The optional spectrum is wide and varies from one methodological criterion to another. A specific call for using computer spreadsheets as didactic tools for education first appeared more than 40 years ago; since then, countless documented expressions attest to their potential to contribute to a constructivist learning model in teaching mathematics, physics, chemistry, and biology; indeed, virtually any branch of science or engineering discipline field makes recourse to them [20,68,69,70,71,72,73,74,75]. In an effort to contribute to formal education in irrigation engineering, particularly in sprinkler irrigation systems, in a learning environment that privileges multiple perspectives or interpretations of reality, knowledge construction, and activities based on enriched experiences in context [76], this work evidences the articulation of theoretical and experimental learning through an Excel® spreadsheet which includes methods and techniques that support an efficient engineering design of sprinkler irrigation systems equipped with stationary devices. The sprinkler irrigation tool provides outcomes in tabular (Table 3, Table 4 and Table 5) and graphical formats (Figure 3, Figure 4, Figure 5, Figure 6 and Figure 7) with the aim of offering students with alternatives that will allow them to acquire knowledge of sprinkler irrigation design.

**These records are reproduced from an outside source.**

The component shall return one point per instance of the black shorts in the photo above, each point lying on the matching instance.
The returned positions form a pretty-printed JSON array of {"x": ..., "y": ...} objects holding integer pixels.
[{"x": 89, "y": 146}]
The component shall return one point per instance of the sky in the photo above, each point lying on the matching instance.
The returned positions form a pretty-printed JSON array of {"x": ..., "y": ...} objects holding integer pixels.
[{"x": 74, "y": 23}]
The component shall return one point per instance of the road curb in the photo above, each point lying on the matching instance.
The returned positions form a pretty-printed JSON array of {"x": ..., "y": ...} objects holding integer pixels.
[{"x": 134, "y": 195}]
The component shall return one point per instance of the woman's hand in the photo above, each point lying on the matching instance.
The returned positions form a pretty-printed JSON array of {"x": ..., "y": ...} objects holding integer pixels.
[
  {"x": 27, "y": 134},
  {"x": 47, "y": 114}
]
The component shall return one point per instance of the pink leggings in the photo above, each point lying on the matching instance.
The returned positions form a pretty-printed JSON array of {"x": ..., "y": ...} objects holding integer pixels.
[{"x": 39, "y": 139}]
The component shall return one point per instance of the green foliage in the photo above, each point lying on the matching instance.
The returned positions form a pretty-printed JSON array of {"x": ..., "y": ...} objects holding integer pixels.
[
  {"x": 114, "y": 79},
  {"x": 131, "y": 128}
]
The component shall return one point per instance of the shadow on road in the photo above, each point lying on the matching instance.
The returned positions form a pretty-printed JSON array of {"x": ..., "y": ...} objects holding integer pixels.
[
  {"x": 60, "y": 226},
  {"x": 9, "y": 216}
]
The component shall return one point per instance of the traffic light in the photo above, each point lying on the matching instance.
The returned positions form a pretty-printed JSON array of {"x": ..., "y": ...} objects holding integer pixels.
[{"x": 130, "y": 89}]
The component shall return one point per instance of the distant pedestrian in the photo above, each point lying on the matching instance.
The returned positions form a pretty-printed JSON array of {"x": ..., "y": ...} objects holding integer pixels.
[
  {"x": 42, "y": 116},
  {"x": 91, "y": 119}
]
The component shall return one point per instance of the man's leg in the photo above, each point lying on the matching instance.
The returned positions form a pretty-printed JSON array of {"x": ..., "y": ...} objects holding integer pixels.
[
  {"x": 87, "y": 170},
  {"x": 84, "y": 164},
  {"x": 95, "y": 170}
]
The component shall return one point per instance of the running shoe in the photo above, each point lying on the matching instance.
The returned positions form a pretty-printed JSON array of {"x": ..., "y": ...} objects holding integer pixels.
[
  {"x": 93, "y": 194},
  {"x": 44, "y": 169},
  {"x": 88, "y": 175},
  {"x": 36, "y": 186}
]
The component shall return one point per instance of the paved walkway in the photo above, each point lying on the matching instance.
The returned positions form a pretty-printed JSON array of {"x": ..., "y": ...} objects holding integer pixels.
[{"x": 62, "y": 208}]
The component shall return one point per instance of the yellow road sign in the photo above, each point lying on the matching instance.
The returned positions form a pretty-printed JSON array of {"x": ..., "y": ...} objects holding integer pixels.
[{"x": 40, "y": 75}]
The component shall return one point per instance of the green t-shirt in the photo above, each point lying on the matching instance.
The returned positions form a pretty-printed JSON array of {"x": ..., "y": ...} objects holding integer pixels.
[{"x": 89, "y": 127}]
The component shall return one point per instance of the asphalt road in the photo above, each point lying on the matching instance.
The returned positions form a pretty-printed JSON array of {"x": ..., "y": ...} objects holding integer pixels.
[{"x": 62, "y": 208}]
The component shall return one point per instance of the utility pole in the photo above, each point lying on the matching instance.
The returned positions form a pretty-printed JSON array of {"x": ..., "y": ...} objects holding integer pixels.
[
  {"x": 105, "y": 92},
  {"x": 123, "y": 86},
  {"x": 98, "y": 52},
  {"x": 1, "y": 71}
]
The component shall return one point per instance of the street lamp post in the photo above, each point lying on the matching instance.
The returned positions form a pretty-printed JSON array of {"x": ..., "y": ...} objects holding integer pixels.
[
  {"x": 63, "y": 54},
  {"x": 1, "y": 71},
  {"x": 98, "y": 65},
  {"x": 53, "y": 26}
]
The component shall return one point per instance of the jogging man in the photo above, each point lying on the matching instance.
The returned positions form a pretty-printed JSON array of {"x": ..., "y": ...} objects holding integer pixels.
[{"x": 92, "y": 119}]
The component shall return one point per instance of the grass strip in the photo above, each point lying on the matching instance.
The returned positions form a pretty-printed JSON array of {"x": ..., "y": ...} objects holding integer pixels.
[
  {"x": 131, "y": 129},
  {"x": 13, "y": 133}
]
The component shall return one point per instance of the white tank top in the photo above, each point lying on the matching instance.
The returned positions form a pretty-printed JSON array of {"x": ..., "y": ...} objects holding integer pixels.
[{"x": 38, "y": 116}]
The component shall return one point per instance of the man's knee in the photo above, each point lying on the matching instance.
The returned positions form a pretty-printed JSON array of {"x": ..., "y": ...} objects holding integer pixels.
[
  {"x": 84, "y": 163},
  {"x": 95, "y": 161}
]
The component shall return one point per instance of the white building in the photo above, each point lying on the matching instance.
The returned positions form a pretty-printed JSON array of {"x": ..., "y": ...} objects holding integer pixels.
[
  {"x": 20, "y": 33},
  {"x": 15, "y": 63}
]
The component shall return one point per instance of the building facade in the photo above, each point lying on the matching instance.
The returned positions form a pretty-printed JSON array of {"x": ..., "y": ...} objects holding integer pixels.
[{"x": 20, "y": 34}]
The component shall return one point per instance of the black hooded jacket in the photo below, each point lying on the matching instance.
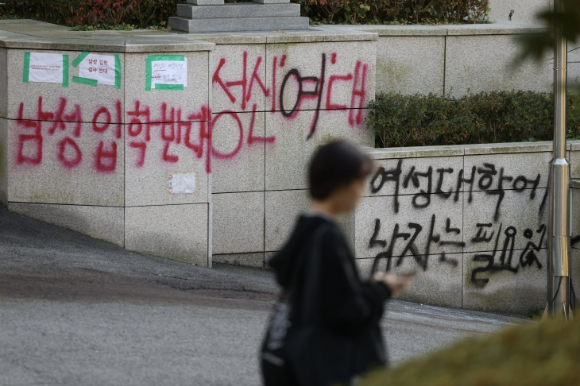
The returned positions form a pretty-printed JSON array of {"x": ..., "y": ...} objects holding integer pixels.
[{"x": 348, "y": 305}]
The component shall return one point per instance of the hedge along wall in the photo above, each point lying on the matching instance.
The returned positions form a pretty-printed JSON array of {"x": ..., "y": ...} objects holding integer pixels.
[
  {"x": 453, "y": 60},
  {"x": 471, "y": 219}
]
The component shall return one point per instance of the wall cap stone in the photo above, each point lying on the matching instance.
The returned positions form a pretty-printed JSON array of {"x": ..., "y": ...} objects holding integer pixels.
[
  {"x": 460, "y": 150},
  {"x": 501, "y": 27}
]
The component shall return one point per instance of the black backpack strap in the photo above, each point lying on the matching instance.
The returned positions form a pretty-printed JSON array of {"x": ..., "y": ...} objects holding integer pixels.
[{"x": 309, "y": 311}]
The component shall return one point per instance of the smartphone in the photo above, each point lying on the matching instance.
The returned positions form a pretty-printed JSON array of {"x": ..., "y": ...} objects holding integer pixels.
[{"x": 410, "y": 274}]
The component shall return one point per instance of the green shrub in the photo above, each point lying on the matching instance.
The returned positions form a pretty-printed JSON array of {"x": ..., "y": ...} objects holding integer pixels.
[
  {"x": 540, "y": 354},
  {"x": 499, "y": 116},
  {"x": 142, "y": 13}
]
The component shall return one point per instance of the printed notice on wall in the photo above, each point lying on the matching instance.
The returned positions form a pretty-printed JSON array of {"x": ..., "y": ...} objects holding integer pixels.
[
  {"x": 98, "y": 69},
  {"x": 182, "y": 183},
  {"x": 166, "y": 72},
  {"x": 45, "y": 68}
]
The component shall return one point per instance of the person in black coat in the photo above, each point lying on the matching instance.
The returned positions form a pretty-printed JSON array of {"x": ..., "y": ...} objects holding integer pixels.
[{"x": 325, "y": 327}]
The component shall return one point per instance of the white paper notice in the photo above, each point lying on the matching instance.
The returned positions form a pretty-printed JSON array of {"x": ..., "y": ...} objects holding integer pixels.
[
  {"x": 98, "y": 67},
  {"x": 183, "y": 183},
  {"x": 46, "y": 68},
  {"x": 169, "y": 72}
]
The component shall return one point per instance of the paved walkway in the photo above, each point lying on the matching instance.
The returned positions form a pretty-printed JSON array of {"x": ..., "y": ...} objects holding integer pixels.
[{"x": 76, "y": 311}]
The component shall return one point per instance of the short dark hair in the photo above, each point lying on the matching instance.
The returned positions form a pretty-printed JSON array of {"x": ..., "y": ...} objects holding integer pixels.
[{"x": 335, "y": 165}]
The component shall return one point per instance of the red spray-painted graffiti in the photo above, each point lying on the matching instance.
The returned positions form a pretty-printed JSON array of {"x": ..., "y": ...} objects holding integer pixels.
[
  {"x": 194, "y": 132},
  {"x": 287, "y": 95},
  {"x": 307, "y": 88}
]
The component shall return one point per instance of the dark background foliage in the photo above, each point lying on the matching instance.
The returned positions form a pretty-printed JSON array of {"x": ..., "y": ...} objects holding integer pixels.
[
  {"x": 106, "y": 13},
  {"x": 499, "y": 116},
  {"x": 143, "y": 13}
]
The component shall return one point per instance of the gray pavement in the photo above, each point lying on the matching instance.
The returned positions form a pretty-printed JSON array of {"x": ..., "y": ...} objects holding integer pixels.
[{"x": 77, "y": 311}]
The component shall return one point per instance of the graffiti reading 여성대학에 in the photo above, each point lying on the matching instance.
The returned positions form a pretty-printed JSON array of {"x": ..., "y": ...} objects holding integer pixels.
[{"x": 429, "y": 236}]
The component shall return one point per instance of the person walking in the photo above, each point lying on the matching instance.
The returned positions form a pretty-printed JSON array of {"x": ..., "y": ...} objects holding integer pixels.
[{"x": 324, "y": 329}]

However, the spreadsheet only generates numerical values as far as the evaluation of the kinetic energy is concerned; hence, XLSTAT® software has been selected to perform an interpolation process using the ordinary Kriging method and then plot contour maps, as illustrated in Figure 8.
Sprinkler irrigation efficiency depends on the morphology and kinematics of the water drops emitted by the hydraulic system traveling in the air until they reach a soil surface [60,77]. On the other hand, the size and movement of the drops are influenced by their initial velocity, gravity, wind speed, and aerodynamic resistance; these can be known via advanced experimental techniques, then be applied to irrigation simulation models to identify their potential effects on agricultural land or to optimize the uniformity and efficiency of water use [78,79,80]. Due to the relevance linked to a detailed characterization of water drops, a number of techniques have been developed to support this task [60,81,82,83,84,85,86,87,88,89,90,91,92]. Ballistic theory is a widely used method in modeling sprinkler irrigation [35,36,44,93] based on the supposition that drops are spherical in shape [35,36,37,93,94], which causes differences between the experimental data and simulated results, and thus calls for the application of procedures to correct or eliminate such questionable values [95].
Geometric and kinematic drop characteristics are determinant traits for preserving soil [96,97], increasing irrigation uniformity, upgrading water use efficiency, and simulating sprinkler irrigation behavior [37,59,98,99]. In view of this, the sprinkler irrigation tool has been used in a waterworks design subject within the undergraduate student engineering curriculum for those pursuing the science and technology of water bachelor’s program at the Universidad Autónoma de Zacatecas «Francisco García Salinas». The computing work complements traditional lectures and experimental tasks, aiding objective readings of phenomena by means of a learning process that confronts theoretical knowledge and practice in different scenarios of sprinkler irrigation system design realities. This interpretation corresponds to those who, in one way or another, participated in the development of the informatic tool, so that an effective assessment of its implementation as a pedagogical resource can still be made.
For its ability to provide reliable information on technical considerations to be carried out discerns its effectiveness as a decision support tool for deciding on an optimal option for solid-set sprinkler irrigation systems. This evidence indicates an existing correspondence with previous research, which was already alluded to in advance. However, the sprinkler irrigation tool was mainly developed as an option for people in training; in this sense, students who use it may still have doubts with regards to the system of variables included in this proposal. The most obvious question is that of the relationship between kinetic power and specific power, using a ratio of 1 L m−2 equal to 1 mm, first to calculate kinetic power in watts and then using that same equivalence to determine the specific power in watts m−2, brings serious difficulties in understanding; clearly this is an aspect of formative deficiency that must be solved in the the first years of undergraduate studies when taking basics subjects in science and engineering. In spite of this, such academic weakness arises as a possibility for improving the computer sprinkler irrigation tool and is therefore an option for further research for enhancing the Excel® spreadsheet.

Author Contributions

Conceptualization, C.B.-C., J.G.-T., and H.E.J.-F.; methodology, C.B.-C., C.O.R.R., and H.P.-M.; computer tool development, C.B.-C., M.G.-B., and C.O.R.R.; computer tool validation, J.G.-T. and H.E.J.-F.; formal analysis, C.B.-C., C.O.R.R., and H.P.-M.; writing—original draft preparation, C.B.-C., M.G.-B., and C.O.R.R.; writing—review and editing, C.O.R.R. and H.P.-M.; supervision, J.G.-T. and H.E.J.-F. All authors have read and agreed to the published version of the manuscript.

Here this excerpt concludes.